05 May Ministry calls for allowing private investment in power transmission
The Ministry of Industry and Trade wants private investments allowed in power transmission, now a state monopoly, as demand surges in a booming economy.
It has proposed that the new Public-Private Partnership (PPP) Bill should have provisions allowing private companies to invest in transmission lines and substations connecting power plants with the national grid.
The National Power Transmission Corp has supported the proposal, but wants a clear distinction between transmission to and from the national grid.
Onward transmission from the grid and distribution to consumers must remain a state monopoly to ensure energy security, it said.
The PPP draft law is set to come up at the National Assembly for discussion in summer.
In March authorities of the central Ninh Thuan Province gave approval to the private investor of a solar farm to build a substation and install transmission lines to connect the 450MW plant with the grid.
The company, Trungnam Group, plans to spend near VND14 trillion ($596 million) to build the plant, a 500kV substation, and install the 500kV and 220kV transmission lines, with construction to start this quarter and finish at the end of the year.

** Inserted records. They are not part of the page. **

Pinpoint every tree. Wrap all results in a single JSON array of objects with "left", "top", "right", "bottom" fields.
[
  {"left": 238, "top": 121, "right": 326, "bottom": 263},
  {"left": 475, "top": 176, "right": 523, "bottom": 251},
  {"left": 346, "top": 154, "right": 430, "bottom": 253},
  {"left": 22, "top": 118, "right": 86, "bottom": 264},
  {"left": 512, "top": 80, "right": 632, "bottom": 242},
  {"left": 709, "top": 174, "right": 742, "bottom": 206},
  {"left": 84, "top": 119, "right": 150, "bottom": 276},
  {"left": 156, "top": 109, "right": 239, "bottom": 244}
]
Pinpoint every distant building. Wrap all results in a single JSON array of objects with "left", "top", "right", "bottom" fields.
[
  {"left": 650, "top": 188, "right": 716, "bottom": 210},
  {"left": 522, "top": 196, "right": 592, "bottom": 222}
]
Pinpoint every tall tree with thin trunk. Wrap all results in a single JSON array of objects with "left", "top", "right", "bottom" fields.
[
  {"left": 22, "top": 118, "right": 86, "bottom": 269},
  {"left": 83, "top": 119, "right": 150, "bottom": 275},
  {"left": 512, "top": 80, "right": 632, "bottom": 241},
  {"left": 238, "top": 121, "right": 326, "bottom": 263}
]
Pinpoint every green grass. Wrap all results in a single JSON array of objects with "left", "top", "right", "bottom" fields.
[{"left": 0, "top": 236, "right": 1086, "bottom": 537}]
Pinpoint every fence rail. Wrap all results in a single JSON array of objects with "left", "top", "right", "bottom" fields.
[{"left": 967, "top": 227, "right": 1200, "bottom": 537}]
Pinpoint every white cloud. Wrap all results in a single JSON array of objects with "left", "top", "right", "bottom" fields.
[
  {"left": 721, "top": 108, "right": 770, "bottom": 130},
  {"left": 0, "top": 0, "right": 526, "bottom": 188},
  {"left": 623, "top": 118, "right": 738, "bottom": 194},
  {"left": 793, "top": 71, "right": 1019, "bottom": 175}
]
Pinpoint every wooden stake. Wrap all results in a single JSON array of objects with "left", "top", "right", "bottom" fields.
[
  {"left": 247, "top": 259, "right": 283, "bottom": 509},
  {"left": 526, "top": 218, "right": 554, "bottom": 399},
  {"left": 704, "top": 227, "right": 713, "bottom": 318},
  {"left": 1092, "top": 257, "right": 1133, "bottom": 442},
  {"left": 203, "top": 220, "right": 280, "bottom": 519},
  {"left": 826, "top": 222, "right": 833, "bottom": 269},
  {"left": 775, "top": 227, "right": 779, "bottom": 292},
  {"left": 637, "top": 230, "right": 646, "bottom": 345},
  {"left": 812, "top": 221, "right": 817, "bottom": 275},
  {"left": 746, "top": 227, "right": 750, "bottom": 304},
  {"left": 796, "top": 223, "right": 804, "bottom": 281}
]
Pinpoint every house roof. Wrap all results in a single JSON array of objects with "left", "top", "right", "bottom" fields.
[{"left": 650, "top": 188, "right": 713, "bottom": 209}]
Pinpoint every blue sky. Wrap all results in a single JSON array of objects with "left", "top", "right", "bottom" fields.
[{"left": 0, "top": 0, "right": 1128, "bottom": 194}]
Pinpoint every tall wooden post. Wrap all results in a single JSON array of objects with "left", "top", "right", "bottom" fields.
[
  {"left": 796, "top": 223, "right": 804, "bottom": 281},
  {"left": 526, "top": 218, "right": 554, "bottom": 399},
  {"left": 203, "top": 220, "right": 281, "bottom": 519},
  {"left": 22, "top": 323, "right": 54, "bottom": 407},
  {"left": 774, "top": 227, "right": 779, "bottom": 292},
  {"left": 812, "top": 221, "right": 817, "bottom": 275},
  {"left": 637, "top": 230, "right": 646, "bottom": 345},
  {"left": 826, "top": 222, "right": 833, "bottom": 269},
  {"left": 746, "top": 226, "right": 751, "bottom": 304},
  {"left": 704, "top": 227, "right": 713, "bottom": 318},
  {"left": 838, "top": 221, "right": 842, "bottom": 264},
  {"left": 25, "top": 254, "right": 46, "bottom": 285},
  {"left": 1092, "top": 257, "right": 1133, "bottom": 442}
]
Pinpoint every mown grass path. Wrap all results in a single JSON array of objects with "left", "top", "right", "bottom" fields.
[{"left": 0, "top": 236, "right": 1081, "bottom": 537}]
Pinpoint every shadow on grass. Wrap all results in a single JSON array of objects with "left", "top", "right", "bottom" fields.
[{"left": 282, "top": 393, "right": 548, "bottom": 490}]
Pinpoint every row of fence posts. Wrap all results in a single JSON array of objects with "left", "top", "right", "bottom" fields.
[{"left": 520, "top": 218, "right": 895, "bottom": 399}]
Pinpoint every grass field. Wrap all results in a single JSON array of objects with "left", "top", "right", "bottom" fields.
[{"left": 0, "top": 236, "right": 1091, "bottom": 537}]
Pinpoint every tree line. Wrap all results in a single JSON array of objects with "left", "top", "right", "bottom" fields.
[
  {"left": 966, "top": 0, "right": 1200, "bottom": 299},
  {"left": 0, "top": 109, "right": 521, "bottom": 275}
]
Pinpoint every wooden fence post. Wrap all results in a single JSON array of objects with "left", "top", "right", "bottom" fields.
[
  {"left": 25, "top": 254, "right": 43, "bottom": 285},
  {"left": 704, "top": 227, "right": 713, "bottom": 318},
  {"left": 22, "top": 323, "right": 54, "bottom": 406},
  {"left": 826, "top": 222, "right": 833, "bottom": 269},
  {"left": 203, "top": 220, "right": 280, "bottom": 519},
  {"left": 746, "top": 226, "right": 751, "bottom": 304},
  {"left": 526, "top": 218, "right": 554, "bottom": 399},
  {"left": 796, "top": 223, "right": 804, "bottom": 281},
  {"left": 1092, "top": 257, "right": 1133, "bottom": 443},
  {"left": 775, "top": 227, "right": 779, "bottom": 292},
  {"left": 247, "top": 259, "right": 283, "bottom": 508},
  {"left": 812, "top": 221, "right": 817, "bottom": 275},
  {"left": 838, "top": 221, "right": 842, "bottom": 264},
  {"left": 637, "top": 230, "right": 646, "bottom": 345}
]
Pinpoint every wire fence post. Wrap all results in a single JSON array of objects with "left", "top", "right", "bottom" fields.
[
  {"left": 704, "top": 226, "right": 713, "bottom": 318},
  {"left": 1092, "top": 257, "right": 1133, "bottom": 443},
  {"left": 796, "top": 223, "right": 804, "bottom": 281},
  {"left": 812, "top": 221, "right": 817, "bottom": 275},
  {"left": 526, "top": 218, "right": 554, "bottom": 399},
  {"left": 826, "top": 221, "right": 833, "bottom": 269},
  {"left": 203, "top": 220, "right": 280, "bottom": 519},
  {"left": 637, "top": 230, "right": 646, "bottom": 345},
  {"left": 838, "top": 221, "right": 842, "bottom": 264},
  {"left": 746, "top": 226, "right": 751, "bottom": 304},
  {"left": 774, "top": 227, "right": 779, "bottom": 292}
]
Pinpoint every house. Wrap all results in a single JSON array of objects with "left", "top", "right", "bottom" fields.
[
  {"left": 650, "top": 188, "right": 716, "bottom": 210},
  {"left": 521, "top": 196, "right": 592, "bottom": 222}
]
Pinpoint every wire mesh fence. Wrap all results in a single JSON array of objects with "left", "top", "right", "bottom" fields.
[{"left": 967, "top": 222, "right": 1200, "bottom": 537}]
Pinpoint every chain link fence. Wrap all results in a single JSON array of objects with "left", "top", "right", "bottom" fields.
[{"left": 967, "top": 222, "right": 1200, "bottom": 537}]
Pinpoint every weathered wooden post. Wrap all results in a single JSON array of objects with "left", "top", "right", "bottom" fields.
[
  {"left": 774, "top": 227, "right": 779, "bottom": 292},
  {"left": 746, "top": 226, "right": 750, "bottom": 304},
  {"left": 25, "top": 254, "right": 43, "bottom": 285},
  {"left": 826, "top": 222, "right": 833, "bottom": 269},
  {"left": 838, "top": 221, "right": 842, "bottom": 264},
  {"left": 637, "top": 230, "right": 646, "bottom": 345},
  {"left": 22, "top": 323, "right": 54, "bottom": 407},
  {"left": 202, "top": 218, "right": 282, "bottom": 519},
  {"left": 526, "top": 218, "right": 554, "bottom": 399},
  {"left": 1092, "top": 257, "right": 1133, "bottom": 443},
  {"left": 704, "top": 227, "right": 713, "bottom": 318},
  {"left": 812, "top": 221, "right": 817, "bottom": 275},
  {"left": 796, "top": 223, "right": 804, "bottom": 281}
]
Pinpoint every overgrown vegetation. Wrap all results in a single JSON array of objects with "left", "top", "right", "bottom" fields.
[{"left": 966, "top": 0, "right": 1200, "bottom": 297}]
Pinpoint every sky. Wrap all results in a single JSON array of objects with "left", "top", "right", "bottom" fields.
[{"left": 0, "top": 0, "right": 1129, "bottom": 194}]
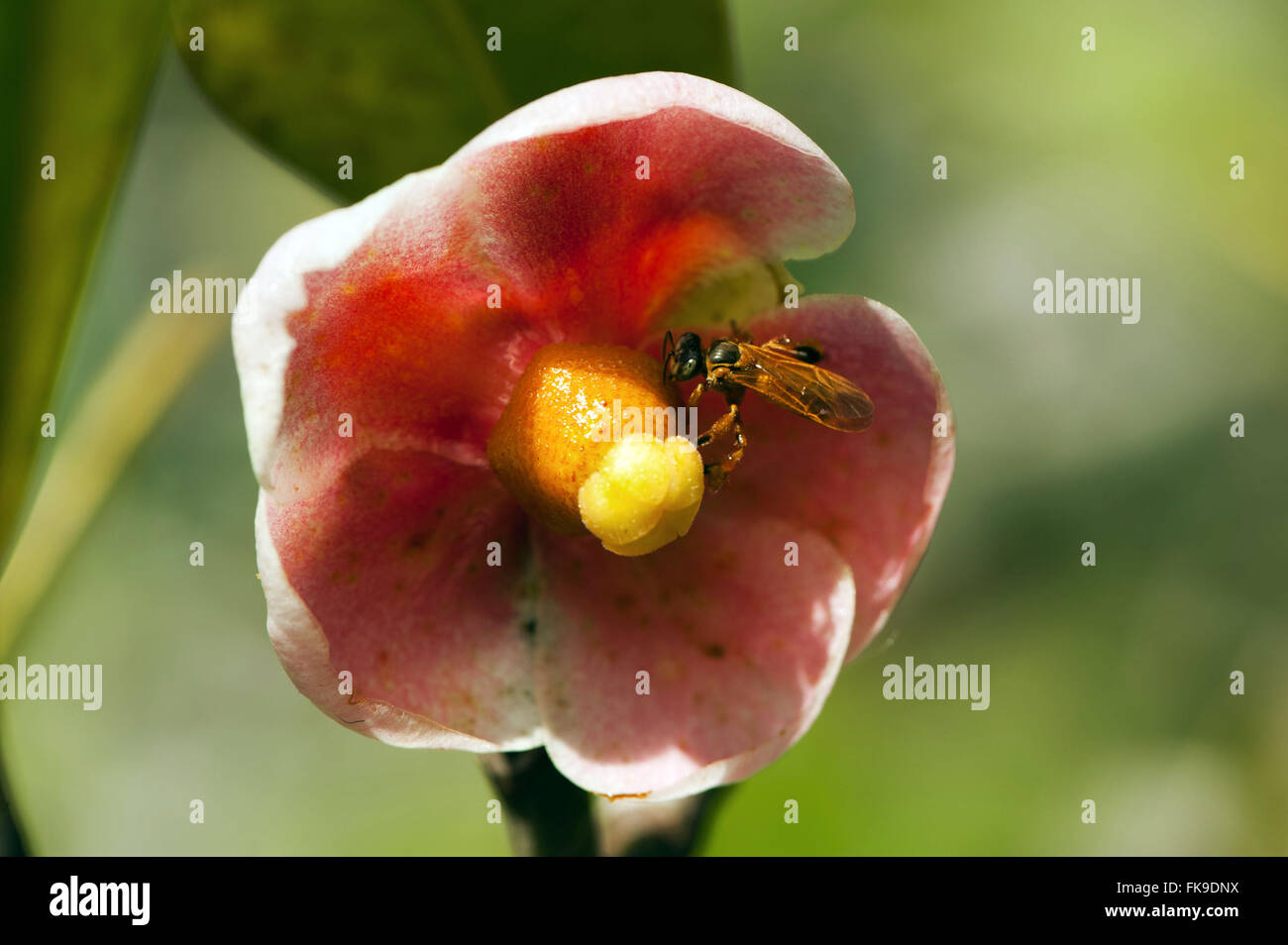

It is the first time a private company has received a license for this, a task traditionally done by state-owned Vietnam Electricity (EVN). For other companies to invest in this area, new regulations are needed in the PPP law.
Vietnam, one of the fastest-growing economies in Southeast Asia, has been seeking to increase its power generation capacity to meet rising demand, with priority on renewable energy.
Ninety-one solar farms with a total capacity of 4,550 MW began operating last year, overloading the national grid and underlining the need to upgrade the transmission infrastructure.
Solar power output in the first quarter of 2020 surged 28 times year-on-year to 2.3 billion kWh, and along with wind power accounted for 4.8 percent of total generation of 57.3 billion kWh.
Coal-fired plants accounted for 59.2 percent followed by gas plants, hydropower, and renewables.